Chant du roi déchu

Chants | Matthieu Rialland | 26 août 2003

J’ai guerroyé. Les années furent longues et nombreuses, après avoir quitté les miens. Je tuai plus qu’aucun autre et me couvris de gloire. Mais la mélancolie lentement avait creusé son lit en mon coeur. Etait venu le temps de retourner chez moi.

Quand je suis entré dans ma ville, chevalier gris sur un cheval fourbu, solitaire, nul ne m’a reconnu. J’en ai conçu grande amertume.

Quand j’ai voulu entrer dans mon palais de marbre, des gardes inconnus m’en ont interdit les portes. Comment leur dire que j’étais leur seigneur, leur maître, moi, si pauvre et si peu fier d’allure ?

J’étais demeuré trop longtemps loin des yeux de mes sujets. Mais il me restait au moins le coeur des miens…

Quand je suis apparu devant mes amis les plus chers, ils ont pâli, tremblé. Ils m’ont chassé de leurs maisons étincelantes, niant comme des perdus. Ils m’ont fait plus de mal que les guerriers barbares.

Alors, au fond de ma rancoeur, c’est le désespoir qui m’a pris. Dans les tavernes et les tripots, j’ai su ma chute et l’oubli de mon nom. J’ai su que mon bouffon avait pris ma couronne et décrété ma mort. J’ai su qu’il avait sacrifié mon fils.

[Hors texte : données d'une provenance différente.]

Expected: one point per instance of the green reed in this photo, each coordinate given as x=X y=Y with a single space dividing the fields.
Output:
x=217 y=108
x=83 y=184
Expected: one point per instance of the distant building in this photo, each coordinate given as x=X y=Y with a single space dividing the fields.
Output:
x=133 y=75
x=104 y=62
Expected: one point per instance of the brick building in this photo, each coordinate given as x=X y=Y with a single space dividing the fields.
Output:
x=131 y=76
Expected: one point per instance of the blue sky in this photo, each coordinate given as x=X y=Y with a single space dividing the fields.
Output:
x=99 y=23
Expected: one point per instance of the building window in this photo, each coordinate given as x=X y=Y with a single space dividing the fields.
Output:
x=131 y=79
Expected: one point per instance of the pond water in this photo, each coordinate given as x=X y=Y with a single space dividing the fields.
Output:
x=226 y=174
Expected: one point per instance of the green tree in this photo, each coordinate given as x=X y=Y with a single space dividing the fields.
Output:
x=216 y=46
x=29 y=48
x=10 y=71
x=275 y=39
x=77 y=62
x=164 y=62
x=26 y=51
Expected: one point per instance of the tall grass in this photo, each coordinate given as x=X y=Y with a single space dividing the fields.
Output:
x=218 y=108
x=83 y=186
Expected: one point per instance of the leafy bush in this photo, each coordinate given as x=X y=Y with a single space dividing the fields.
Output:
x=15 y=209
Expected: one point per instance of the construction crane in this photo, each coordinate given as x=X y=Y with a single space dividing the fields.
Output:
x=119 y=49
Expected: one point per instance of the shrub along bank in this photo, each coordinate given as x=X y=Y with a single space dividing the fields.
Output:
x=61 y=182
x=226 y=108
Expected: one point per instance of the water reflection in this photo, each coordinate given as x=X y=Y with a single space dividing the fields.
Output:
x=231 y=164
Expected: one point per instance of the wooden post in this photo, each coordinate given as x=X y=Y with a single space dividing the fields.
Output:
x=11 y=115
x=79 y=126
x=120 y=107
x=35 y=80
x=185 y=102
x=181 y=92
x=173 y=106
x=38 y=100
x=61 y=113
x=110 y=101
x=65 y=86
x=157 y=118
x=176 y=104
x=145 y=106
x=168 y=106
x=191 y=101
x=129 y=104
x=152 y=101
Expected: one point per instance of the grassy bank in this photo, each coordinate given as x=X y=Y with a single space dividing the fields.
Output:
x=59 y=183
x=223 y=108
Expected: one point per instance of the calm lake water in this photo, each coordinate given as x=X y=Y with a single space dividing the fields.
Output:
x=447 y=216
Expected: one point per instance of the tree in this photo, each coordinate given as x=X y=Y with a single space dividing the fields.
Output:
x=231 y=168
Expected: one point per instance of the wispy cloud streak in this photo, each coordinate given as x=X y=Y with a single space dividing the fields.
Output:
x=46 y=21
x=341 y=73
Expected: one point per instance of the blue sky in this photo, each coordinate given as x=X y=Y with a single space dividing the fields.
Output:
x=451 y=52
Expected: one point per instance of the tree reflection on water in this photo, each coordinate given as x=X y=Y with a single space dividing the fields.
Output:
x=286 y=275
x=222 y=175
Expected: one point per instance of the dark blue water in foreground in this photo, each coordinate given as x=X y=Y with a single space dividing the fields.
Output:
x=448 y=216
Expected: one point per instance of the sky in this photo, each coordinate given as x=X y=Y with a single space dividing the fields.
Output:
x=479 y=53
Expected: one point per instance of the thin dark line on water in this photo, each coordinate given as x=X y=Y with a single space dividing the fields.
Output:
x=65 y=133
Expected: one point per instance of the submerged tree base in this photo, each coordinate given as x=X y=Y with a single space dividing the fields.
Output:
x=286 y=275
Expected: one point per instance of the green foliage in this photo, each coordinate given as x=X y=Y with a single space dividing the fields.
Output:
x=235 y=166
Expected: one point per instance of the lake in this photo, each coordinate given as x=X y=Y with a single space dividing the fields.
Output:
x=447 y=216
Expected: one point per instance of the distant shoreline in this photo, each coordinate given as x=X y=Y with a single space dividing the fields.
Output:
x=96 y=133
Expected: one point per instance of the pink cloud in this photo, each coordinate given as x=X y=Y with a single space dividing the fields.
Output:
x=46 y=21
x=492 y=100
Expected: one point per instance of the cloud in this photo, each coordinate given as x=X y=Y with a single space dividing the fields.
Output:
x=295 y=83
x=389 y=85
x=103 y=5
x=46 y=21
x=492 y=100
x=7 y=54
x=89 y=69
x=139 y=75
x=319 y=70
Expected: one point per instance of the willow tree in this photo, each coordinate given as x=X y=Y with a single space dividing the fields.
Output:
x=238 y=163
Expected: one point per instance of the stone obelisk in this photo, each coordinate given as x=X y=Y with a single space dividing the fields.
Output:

Alors, du fond du désespoir, c’est ma colère qui a flambé. J’ai tiré l’épée, appelé à mon secours tous mes compagnons morts. Encore, j’ai tué. J’ai pénétré comme un pillard dans ma maison, comme un preux chevalier en quête d’un mauvais coup, aveugle au sang. J’ai cassé les portes et les vases, arraché les tentures, décapité les statues de bois de la salle d’honneur et renversé mon trône. J’ai massacré, détruit comme en mes plus riches heures. J’avais la rage et la gloire pour moi.

Et je suis parvenu dans la chambre royale. Et le nabot partageait la couche de ma reine.

Ils ont cru voir surgir mon fantôme. Ils ont plié les genoux et ils m’ont supplié.

On ne tue pas les suppliants. On les relève, on les enchaîne seulement… Mais j’avais au coeur tant de honte, tant de regrets ! J’ai brisé mon épée, et des éclats d’acier ont aveuglé mes yeux. Des mains se sont posées sur moi. C’étaient celles du nain, celles de mon aimée ? Je ne sais qui m’a étranglé.